The monument is dedicated to the officers of the Polish Military Organisation, a secret military organization, active during the First World War and the Russian Civil War, from 1914 to 1921. It aims were gathering intelligence and sabotaging the enemies of Poland, including the Russian Empire, Austro-Hungary, and the German Empire.

The monument was designed by sculptor Edward Wittig. It was unveiled on 10 November 1933, in front of the Zachęta National Art Gallery. The location was chosen as a place where, in 1918, Józef Piłsudski, the Chief of State of Poland, observed a military parade of the Polish Military Organisation officers, from the balcony of the nearby Kronenberg Palace.

The sculpture depicted a dying naked male warrior with his head falling back, holding a short sword in his left hand. It was based on Wittig's previous smaller statue, which was part of his 1926 sculpture titled Fight, placed at the grave of Jan Opieliński, at the Powązki Cemetery in Warsaw. The monument was poorly received by art critics, some accusing the author of reusing his previous work.

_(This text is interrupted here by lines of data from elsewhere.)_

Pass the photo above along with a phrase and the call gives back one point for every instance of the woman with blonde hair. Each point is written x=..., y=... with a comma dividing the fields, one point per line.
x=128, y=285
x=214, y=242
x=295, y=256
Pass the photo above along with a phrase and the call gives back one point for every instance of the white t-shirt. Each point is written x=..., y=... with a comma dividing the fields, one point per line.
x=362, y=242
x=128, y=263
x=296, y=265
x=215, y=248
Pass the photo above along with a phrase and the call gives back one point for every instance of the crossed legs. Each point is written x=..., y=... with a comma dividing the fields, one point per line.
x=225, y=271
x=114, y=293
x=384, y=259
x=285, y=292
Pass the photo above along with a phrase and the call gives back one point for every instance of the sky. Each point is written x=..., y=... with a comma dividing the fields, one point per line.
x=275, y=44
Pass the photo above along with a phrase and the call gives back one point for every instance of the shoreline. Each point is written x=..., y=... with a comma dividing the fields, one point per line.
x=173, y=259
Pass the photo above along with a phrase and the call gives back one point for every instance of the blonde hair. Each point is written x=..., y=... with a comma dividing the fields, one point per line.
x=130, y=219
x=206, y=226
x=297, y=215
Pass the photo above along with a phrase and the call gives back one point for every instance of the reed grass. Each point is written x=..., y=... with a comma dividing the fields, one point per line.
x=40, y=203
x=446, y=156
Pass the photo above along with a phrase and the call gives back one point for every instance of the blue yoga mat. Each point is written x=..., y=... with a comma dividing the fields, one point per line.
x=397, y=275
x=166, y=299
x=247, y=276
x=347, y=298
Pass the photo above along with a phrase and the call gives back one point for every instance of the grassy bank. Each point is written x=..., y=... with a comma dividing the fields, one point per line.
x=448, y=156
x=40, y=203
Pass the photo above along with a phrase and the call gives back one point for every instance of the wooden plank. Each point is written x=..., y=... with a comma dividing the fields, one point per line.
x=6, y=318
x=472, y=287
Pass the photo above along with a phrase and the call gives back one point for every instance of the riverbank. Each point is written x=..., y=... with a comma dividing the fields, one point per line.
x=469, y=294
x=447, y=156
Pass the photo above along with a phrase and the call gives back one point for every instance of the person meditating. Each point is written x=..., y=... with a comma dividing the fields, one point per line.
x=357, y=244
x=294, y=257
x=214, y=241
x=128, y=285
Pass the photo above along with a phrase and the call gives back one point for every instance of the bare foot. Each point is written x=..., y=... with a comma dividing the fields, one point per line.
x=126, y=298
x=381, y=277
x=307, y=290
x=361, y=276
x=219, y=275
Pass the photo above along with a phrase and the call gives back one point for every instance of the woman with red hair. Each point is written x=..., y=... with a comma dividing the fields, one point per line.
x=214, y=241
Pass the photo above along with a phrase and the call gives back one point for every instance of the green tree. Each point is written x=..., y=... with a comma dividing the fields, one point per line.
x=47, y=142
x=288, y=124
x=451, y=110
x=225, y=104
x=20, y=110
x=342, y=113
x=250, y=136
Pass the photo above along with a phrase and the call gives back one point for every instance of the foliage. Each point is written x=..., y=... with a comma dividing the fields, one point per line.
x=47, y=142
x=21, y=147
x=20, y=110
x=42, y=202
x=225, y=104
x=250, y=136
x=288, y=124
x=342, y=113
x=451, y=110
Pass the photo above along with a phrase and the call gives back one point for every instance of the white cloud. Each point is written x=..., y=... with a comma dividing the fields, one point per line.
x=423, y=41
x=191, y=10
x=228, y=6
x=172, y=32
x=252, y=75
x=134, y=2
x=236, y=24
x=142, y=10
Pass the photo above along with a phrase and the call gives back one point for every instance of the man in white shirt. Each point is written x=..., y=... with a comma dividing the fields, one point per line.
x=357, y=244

The monument was removed in 1940 in uncertain circumstances, while the city was under the German occupation during the Second World War. According to some sources, it was removed by German officers, while, according to others, it was removed in February 1940 by Polish residents, and subsequently buried in the ground nearby, to hide it from the German officers. After the end of the conflict, the slightly damaged pedestal of the monument was discovered at the Rabbit House palace in Mokotów. The sculpture was reconstructed by Marek Moderau and Zbigniew Mikielewicz, based on archival photographs, and surviving fragments of the plaster cast of the original statue. It was unveiled on 10 November 1999.

== Characteristics ==
The monument consists of a metal statue of a dying naked male warrior with his head falling back, holding a short sword in his left hand. It is placed on a rectangular cuboid pedestal, which bears an engraving of the insignia of the Polish Military Organisation on the front. On its right side, it bears an inscription in Polish, which reads "Służba i śmierć bezimienna dla wziosłej sprawy ojczyzny". It translates to "The service and nameless death for the noble cause of the Homeland". On its left side, it has inscribed "P.O.W.", which is an acronym for "Polska Organizacja Wojskowa", meaning the Polish Military Organisation. The monument is placed at the Stanisław Małachowski Square, in front of the Zachęta National Art Gallery.